Behold The First 'Historically Accurate' Portrait Of Mr. Darcy

The fictional dreamboat probably had a “long nose” and “pointy chin.”
Nick Hardcastle

For a novel originally titled First Impressions, Jane Austen’s Pride & Prejudice spends little time describing what one of its principal characters, Mr. Darcy, actually looks like.

This hasn’t stopped readers from surmising ― or from projecting their own favored attributes onto a character who at the beginning of the story seems priggish and by the end is cast as kind-hearted and reserved. Someone so dreamy is sure to have the boyish, devil-may-care looks of James Dean, right?

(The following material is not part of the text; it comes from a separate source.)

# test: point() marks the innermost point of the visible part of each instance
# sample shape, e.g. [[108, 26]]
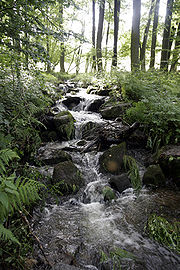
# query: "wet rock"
[[62, 266], [154, 176], [64, 123], [108, 193], [103, 92], [53, 156], [49, 136], [90, 130], [169, 161], [112, 112], [71, 102], [112, 159], [120, 182], [95, 105], [68, 177]]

Austen does, briefly, tell us what Lizzy Bennett might look like, from the perspective of Darcy, just after he realizes he has feelings for her. Darcy confesses that she is “rendered uncommonly intelligent by the beautiful expression of her dark eyes,” and he is “forced to acknowledge her figure to be light and pleasing.”

But what about Darcy? Contemporary readers might imagine the strong-jawed, kind-eyed, moppy-headed Colin Firth as the character; the actor captured Darcy’s temperament in an onscreen adaptation. But a thorough study by John Sutherland at University College London suggests otherwise, The New York Times reports.

The professor combined his knowledge of values of the period with Austen’s descriptions of Darcy’s social status in order ensure a complete dismissal of preteen readers’ romantic hopes and dreams.

According to Sutherland, Darcy “would be elegant rather than brawny.” Not a soldier but a gentleman, he’d likely have “sloped shoulders,” and no facial hair, but mid-length, powdered hair on his head. “It was all about the legs,” Sutherland wrote in his “dramatic re-appraisal” of the character. “The six-pack was unknown.”

But don’t be too hasty in writing him off; prejudice has the power of interfering with what could otherwise be a lasting kinship.